If anybody (like me) would think that ANS will not bring any more surprises ...

While rANS allowed to reduce the number of multiplications of range coding from 2 to 1 ... this time we will reduce it to 0!

The idea comes from Yann's remark that we can see Huffman decoder as a special case of tANS decoder - when symbols are spread in ranges of 2^k size.

So what if we get rid of the "q=2^k" restriction and use q_s ~ L*p_s quantization for sizes of symbol ranges instead - you can test it in the last version of toolkit.

Unfortunately dH does not decrease to 0 with L as previously - it stops at a comparable rate as Huffman (usually better, but sometimes slightly worse).

What is interesting about this spreading in ranges is thatit allows to further simplify coding - to single addition and renormalization.

In rANS we have used:

p[s] ~ q[s]/M quantization (M divides L, both are a power of 2)

encoding:

C(s,x) = M floor(x / q[s]) + mod(x , q[s]) + B[s]

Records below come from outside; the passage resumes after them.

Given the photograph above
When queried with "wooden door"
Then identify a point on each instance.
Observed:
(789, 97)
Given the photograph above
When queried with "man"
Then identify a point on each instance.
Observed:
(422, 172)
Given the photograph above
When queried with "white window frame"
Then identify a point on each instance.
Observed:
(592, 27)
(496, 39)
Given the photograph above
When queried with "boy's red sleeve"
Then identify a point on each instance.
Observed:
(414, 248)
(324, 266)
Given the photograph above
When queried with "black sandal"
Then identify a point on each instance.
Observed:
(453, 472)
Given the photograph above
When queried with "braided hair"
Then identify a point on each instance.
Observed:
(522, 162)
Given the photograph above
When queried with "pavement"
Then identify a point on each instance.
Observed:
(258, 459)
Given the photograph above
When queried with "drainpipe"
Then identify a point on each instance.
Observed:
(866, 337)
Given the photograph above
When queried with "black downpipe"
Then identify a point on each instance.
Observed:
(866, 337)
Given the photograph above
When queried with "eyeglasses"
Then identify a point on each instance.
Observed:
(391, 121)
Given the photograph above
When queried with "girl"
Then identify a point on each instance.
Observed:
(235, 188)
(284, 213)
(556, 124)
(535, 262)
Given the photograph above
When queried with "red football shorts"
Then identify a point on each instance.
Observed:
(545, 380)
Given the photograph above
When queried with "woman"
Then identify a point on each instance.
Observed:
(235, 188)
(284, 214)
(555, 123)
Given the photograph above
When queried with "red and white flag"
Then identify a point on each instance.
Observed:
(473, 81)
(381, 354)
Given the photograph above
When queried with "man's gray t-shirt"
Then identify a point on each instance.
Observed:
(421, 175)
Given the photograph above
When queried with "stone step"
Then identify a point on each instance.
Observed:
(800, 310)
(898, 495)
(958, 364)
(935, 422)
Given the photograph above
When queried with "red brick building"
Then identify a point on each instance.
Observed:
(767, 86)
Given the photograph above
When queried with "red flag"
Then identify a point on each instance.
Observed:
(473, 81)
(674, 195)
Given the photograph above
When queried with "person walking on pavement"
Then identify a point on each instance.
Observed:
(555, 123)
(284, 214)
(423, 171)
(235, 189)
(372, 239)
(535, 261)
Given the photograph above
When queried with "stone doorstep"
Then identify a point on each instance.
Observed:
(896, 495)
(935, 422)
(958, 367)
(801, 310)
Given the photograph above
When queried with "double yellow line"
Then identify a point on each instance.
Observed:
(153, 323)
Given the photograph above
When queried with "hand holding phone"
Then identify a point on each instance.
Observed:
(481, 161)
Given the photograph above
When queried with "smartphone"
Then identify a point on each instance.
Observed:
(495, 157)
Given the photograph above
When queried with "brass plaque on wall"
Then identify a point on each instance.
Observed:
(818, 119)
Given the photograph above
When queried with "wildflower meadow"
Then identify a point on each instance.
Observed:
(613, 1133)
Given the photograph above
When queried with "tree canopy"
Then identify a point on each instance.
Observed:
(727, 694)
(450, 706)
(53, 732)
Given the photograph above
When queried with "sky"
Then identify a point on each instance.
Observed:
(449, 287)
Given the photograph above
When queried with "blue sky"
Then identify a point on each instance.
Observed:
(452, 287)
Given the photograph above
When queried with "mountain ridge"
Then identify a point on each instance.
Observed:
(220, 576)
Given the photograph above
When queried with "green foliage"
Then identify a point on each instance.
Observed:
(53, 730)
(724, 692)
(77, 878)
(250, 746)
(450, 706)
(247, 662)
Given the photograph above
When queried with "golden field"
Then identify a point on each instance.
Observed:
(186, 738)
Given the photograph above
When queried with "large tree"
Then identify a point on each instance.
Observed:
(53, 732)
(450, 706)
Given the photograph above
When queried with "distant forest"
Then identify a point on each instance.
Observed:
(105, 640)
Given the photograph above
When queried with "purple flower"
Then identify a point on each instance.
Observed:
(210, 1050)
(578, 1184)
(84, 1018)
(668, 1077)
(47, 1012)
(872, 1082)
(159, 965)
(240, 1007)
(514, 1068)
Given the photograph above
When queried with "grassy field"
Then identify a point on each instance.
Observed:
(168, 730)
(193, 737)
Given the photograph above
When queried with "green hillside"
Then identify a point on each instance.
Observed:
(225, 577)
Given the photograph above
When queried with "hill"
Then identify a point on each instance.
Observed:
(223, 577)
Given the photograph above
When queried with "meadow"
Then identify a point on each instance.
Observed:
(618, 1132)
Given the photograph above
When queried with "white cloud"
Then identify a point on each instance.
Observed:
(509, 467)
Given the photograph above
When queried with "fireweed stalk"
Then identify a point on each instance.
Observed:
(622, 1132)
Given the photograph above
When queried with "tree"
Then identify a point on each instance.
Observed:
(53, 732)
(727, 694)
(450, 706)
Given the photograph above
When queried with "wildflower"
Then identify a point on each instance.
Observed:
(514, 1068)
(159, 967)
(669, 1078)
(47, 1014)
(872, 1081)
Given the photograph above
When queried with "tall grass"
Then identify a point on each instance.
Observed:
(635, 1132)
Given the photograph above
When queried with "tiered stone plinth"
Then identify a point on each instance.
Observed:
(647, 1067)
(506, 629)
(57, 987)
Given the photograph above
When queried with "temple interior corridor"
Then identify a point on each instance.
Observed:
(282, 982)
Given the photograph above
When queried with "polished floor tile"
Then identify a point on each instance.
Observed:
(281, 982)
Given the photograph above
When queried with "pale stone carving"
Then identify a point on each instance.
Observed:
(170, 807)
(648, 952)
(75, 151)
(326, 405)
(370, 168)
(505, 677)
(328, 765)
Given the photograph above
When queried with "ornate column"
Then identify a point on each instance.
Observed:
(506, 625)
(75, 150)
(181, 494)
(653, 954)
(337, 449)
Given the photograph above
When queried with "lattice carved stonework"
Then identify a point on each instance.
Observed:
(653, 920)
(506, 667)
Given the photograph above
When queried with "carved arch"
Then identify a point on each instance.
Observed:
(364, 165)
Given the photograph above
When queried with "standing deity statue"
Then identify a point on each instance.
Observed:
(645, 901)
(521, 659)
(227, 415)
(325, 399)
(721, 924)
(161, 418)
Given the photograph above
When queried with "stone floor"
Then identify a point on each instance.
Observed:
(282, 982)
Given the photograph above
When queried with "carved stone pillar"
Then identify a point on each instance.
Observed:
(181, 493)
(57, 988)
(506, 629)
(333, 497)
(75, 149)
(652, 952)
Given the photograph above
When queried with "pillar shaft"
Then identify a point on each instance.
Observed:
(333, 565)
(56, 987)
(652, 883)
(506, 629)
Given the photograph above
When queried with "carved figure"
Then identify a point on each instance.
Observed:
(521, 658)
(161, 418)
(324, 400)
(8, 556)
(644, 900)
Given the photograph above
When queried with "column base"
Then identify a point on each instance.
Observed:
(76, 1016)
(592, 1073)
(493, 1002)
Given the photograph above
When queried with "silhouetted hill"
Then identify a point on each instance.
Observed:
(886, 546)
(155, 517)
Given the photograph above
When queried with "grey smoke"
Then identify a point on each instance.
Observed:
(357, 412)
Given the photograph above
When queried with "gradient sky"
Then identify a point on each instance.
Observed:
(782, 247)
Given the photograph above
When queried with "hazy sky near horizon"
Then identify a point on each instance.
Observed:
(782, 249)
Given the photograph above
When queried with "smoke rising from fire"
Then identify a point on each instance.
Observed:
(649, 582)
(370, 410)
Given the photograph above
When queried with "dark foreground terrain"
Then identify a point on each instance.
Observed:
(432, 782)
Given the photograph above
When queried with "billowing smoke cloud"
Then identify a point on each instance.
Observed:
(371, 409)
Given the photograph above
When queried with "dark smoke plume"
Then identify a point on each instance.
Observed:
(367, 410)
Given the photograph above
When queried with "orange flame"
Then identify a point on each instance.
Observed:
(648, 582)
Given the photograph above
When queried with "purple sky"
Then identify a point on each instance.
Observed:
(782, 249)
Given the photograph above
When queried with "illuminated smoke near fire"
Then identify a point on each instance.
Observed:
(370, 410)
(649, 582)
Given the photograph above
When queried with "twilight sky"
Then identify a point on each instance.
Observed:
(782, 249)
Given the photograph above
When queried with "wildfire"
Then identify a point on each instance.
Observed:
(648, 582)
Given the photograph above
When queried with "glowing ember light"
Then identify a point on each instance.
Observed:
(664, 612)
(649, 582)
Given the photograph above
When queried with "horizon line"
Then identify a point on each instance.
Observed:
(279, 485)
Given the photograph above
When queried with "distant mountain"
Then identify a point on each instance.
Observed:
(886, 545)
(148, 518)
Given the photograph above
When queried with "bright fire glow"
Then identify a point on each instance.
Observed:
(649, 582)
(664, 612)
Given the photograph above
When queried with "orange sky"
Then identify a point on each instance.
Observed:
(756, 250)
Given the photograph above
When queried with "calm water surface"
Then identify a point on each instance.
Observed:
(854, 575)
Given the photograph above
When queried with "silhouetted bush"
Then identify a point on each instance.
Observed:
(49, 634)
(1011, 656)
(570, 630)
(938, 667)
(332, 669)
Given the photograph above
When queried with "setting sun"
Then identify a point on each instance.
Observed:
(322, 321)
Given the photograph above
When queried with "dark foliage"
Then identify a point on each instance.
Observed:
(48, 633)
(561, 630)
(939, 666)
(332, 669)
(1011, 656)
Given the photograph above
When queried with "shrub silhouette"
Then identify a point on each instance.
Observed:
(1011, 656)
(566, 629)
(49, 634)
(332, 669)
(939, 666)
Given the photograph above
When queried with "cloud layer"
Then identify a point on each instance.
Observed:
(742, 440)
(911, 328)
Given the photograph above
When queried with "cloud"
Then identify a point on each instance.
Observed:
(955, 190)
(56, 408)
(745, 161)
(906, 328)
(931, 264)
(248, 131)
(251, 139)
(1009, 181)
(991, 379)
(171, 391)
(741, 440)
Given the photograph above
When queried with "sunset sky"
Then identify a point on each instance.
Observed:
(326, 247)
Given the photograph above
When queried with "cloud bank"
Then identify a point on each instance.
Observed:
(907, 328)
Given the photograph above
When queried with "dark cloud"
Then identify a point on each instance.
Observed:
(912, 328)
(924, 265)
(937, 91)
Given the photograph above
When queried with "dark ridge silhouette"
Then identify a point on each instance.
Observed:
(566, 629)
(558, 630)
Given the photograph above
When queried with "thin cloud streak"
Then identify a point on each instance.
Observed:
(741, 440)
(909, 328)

where B[s] = q[0] + ... + q[s-1]

decoding:

s = s(x mod M)

D(x) = (s, q[s] floor(x / M) + mod(x , M) - B[s])

where s is such B[s] <= mod(x , M) < B[s+1]

and we need normalization to return to x in I = {L,..., bL-1} range.

Let us choose M=L, b=2 degenerate rANS case. Equivalently, take tANS, b=2. Use quantization to L denominator:

p[s] ~ q[s]/L

This time L=M can be chosen as any number, making quantization trivial, e.g. q[s]=round(2^R * p[s]) and then L=sum_s q[s].

Now spread tANS symbols in ranges: symbol s in {B[s], ..., B[s+1]-1} positions

where B[s] = L + q[0] + ... + q[s-1] (larger by L this time)

x is in I = {L , ... , 2L-1} range, symbol s encodes from {q[s], ..., 2q[s] - 1} range

decoding step is

s = s(x); // like for rANS, different approaches possible

x = q[s] + x - B[s]; // the proper decoding step

while (x<L) x = x<<1 + "bit from stream"; // renormalization

encoding s:

while (x >= 2q[s]) {produce(x&1); x >>=1;} // renormalization

x = B[s] + x - q[s]; // the proper coding step

We get kind of extension of Huffman concept (it would be Huffman when all q are powers of 2) -with trivial quantization (instead of costly tree building) andusually slightly better rate (due to using more accurate probabilities).

It should be slightly faster than rANS at cost of slightly worse compression rate (comparable to Huffman) - possible SIMD or single step renormalization using CountLeadingZeros operation - maybe it could be useful for some ultrafast e.g. texture compression?

Obviously it can be simplified by storing B[s] - q[s].

dH depends on frequency order, but it is not a simple dependence (to work out).

Any good name for this Huffman-like variant? (hANS?)

Any more of interesting variants ... ?

------------------------------------

Example:For q[0]=1, q[1]=3, L=M=4, I={4,5,6,7}, the first position corresponds to '0', the other three to '1'

B[0]=L=4, B[1]=L+q[0]=5

B[0]-q[0]=3, B[1]-q[1]=2

Now from state x=4 we decode to symbol 0, new x = 4 - 3 = 1, then you read 2 bits to get back to I

From state 5,6,7 we decode to symbol 1, new x-=2 is 3,4,5, the renormalization reads 1 (for 3) or 0 (for 4,5) bits to get back to I.

Encoding is opposite: first you renormalize to get correspondingly to {1} or {3,4,5} range, then add correspondingly 3 or 2.